Horses that are diagnosed with equine protozoal myeloencephalitis (EPM) have a few options for treatment of the disease, including Marquis (ponazuril) and Protazil (diclazuril). While resistance to anthelmintics and antimicrobials are real concerns, resistance to antiprotozoals is not, Dr. Nicola Pusterla of the University of California, Davis, School of Veterinary Medicine tells The Horse.
Pusterla says that this concern is unfounded for two reasons: EPM medications would need to be overused, allowing for the hardiest organisms to survive, and this is not happening, he said. Second, Sarcocystis neurona, the primary EPM-causing organism, dies with the host, even if it becomes resistant (except if opossums scavenge the dead horse to complete the protozoa's lifecycle, which is highly unlikely).

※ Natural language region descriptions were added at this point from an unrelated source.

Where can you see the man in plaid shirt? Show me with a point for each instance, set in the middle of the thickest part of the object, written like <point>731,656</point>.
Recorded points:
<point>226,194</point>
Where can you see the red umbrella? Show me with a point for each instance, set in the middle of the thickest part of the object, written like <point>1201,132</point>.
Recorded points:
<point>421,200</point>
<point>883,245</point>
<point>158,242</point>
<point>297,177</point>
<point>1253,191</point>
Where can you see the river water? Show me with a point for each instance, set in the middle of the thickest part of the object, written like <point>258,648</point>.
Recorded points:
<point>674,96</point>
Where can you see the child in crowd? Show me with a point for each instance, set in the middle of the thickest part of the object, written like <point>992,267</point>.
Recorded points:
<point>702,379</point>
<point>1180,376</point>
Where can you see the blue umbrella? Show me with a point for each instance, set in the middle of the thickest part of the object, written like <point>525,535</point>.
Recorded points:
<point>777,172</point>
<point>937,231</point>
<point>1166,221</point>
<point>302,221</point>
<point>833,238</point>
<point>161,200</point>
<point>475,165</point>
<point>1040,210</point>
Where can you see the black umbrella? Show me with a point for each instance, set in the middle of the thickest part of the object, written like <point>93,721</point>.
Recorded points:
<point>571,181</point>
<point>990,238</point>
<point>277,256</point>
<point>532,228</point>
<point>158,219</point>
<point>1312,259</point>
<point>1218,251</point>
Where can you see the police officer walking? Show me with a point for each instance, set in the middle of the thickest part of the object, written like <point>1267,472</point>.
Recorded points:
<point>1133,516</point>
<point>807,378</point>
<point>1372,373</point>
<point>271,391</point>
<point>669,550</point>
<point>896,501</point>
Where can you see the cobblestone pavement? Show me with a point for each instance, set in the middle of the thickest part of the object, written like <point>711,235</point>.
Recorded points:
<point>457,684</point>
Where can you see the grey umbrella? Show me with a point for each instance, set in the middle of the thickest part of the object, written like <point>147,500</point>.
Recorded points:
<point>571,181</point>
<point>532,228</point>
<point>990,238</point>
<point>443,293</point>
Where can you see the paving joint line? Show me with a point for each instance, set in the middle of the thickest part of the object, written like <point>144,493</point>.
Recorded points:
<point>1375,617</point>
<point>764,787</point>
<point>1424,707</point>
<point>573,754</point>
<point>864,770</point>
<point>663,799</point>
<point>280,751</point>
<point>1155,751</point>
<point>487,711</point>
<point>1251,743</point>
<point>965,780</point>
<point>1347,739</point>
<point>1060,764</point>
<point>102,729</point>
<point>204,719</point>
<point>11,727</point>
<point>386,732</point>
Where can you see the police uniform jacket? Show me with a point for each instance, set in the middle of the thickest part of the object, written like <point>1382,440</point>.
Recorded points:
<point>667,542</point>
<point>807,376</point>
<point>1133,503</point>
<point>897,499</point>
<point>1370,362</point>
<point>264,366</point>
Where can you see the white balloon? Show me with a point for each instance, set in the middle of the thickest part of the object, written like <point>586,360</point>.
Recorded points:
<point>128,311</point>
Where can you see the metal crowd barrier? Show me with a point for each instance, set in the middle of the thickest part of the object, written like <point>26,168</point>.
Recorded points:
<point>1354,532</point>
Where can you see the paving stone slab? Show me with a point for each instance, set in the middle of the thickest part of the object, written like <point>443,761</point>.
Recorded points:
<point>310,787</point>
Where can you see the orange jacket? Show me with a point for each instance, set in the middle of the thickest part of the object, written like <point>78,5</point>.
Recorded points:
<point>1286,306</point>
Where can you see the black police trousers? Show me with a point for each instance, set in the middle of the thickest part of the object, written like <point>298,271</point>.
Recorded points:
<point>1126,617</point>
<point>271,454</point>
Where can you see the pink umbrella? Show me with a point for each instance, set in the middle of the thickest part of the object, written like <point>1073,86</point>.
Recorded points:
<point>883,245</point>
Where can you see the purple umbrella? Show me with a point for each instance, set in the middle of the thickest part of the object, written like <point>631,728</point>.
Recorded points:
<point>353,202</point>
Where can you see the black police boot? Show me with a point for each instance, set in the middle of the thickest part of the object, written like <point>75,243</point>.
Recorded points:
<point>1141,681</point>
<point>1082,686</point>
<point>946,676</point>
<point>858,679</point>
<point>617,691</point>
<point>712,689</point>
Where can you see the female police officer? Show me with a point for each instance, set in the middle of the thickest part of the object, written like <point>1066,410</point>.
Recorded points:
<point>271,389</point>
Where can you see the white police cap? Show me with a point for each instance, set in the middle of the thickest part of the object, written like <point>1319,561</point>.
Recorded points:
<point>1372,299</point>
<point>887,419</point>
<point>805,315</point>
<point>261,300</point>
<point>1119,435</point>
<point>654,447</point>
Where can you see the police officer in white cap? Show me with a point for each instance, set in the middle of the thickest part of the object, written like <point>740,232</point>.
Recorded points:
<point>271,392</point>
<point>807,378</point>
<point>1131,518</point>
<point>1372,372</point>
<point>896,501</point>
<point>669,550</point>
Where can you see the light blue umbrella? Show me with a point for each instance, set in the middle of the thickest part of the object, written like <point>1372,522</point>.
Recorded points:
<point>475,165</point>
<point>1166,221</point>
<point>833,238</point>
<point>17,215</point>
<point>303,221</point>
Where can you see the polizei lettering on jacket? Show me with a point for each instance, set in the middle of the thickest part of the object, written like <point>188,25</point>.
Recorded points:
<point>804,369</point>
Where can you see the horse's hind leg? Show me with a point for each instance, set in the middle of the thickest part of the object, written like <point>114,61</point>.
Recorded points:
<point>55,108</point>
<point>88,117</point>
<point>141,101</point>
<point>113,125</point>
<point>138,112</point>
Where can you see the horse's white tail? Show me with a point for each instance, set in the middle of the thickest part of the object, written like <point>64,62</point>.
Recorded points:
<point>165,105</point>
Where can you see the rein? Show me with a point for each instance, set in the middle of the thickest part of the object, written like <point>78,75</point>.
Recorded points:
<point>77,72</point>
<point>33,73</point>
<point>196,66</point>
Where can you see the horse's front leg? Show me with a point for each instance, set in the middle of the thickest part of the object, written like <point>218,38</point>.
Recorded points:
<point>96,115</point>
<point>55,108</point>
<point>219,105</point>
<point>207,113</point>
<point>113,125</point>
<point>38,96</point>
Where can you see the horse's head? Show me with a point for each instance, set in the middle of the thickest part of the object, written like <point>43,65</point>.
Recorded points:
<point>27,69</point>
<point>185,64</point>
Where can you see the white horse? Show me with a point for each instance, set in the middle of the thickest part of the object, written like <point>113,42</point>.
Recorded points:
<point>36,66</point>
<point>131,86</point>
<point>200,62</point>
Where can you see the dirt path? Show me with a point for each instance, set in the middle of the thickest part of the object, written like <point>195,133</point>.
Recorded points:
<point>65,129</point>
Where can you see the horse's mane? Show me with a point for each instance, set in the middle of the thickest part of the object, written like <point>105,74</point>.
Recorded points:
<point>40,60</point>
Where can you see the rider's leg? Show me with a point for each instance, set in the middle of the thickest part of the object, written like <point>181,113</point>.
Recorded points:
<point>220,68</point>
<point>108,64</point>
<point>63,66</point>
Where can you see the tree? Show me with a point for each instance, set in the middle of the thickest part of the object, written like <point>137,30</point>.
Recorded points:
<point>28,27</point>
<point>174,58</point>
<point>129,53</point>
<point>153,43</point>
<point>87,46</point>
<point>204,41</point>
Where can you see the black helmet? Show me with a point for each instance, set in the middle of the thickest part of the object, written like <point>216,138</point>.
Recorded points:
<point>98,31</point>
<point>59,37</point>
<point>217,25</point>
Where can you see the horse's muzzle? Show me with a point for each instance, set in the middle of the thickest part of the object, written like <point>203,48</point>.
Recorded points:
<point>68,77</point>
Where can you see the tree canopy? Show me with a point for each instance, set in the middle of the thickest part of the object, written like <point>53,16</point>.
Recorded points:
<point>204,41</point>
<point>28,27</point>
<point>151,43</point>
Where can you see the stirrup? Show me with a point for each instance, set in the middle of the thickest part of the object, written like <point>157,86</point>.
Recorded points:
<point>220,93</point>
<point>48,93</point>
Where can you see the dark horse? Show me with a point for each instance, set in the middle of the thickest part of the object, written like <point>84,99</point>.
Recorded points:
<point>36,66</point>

S. neuroa requires two hosts: a definitive host, which is an opossum, and intermediate hosts, which can include raccoons, cats, skunks and armadillos. The protozoa lives in these animals for a period of time, but does not affect the animals. To complete the protozoa's life cycle, the opossum must ingest tissue from the intermediary host that contains the protozoa.
Opossums are often infected with S. neurona and are the main source of infection in horses. The horse then contracts S. neurona by ingesting food or water that has been contaminated with the opossum's feces. A horse cannot spread disease to other horses, nor can intermediate hosts spread the disease.
Because of this, a horse treated with an antiprotozoal is unlikely to harbor resistance forms of S. neurona that can be ingested by opossums, completing the life cycle of the parasite. Additionally, all FDA-approved EPM treatments have concentrations in excess of what inhibits S. neurona growth.